Monday 12 January 2015

Charlene Chu Says China’s Credit Risks Worsening

Source: Fitch Ratings via Bloomberg
Charlene Chu, head of research at Autonomous Research Asia and former Fitch Ratings Ltd. analyst.
Charlene Chu, the former Fitch Ratings Ltd. analyst known for her warnings over China’s debt risks, said that the dangers are increasing as the outlook for the nation’s growth deteriorates.
“We’ve got the biggest debt bubble that the world has ever seen and credit is continuing to grow twice as fast” as the economy, Chu, 43, a partner of Autonomous Research Asia Ltd., said in an interview in Hong Kong today with Bloomberg Television’s Angie Lau. “We’ve got deflation looming on the horizon.”
China’s accumulation of debt from record borrowing has prompted some analysts to draw comparisons with Japan before its “lost decade” of economic stagnation and with Asian nations tipped into crisis in the late 1990s. Debt in China was equivalent to 251 percent of gross domestic
product, according to a June estimate from Standard Chartered Plc.

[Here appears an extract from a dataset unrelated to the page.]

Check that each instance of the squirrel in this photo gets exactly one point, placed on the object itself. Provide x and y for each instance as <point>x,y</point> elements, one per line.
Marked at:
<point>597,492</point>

The Shanghai Composite Index (SHCOMP) fell 2.2 percent as of 1:48 p.m. local time today, leaving the benchmark down 0.7 percent this year after surging more than 50 percent last year.
People with more positive views on China “believe that the country can grow its way out of the problem, but mathematically that’s impossible when something is twice as big as something else and growing twice as fast,” Chu said.

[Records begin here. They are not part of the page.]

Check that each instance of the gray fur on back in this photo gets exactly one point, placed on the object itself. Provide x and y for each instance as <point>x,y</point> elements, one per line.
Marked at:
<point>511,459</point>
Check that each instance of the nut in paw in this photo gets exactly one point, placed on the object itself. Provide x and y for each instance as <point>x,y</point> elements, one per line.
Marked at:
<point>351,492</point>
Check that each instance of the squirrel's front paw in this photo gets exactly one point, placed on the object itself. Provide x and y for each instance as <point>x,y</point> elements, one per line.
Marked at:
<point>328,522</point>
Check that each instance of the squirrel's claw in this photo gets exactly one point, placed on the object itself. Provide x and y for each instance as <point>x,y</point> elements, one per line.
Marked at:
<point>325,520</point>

China’s economy may expand 7 percent this year, down from an estimated 7.4 percent last year, according to median forecasts in Bloomberg News surveys. The nominal growth rate may be 7.75 percent, slumping from as high as 20 percent during the past decade, Chu said.

Financial Rescues

Asked about the prospect of financial rescues, Chu said that the government has the capacity and the willingness to provide support; “the issue really comes down to how messy it gets.”

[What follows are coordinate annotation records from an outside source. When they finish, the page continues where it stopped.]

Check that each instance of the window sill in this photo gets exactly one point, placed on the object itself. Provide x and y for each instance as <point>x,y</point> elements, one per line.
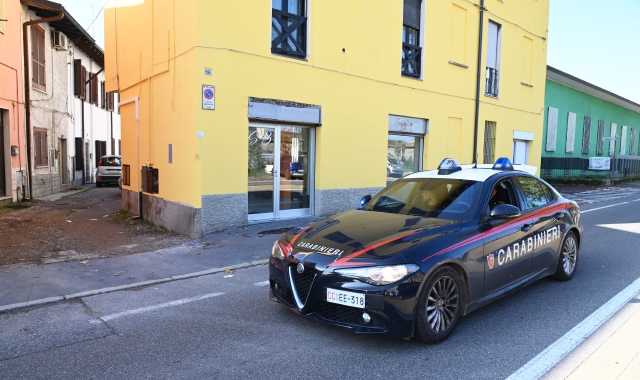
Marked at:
<point>410,77</point>
<point>283,55</point>
<point>459,64</point>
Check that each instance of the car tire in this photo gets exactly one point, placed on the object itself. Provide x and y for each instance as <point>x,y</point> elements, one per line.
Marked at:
<point>440,306</point>
<point>568,258</point>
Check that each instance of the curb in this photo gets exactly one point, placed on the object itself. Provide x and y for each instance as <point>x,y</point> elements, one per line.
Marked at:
<point>44,301</point>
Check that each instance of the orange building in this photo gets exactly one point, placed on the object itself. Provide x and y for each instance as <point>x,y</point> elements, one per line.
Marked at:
<point>13,161</point>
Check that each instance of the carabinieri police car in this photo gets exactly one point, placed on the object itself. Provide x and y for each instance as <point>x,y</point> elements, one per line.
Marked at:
<point>428,249</point>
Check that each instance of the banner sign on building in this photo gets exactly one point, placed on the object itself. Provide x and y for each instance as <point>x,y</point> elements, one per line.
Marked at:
<point>599,163</point>
<point>208,97</point>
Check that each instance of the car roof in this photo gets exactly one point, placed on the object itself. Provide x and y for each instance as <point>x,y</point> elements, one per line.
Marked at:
<point>480,173</point>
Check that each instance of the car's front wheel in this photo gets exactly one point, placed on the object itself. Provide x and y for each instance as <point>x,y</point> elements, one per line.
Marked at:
<point>440,306</point>
<point>568,260</point>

Albert Edwards, global strategist at Societe Generale SA, said in 2013 Chu was “a heroine” and “deserves a medal of honor for her stark warnings about the Chinese credit bubble.” She left Fitch in January last year.
Chu’s warnings that the nation’s debt could lead to a crisis preceded Fitch’s downgrade of China’s long-term local-currency debt rating in April 2013, the first cut by one of the top three rating companies in 14 years.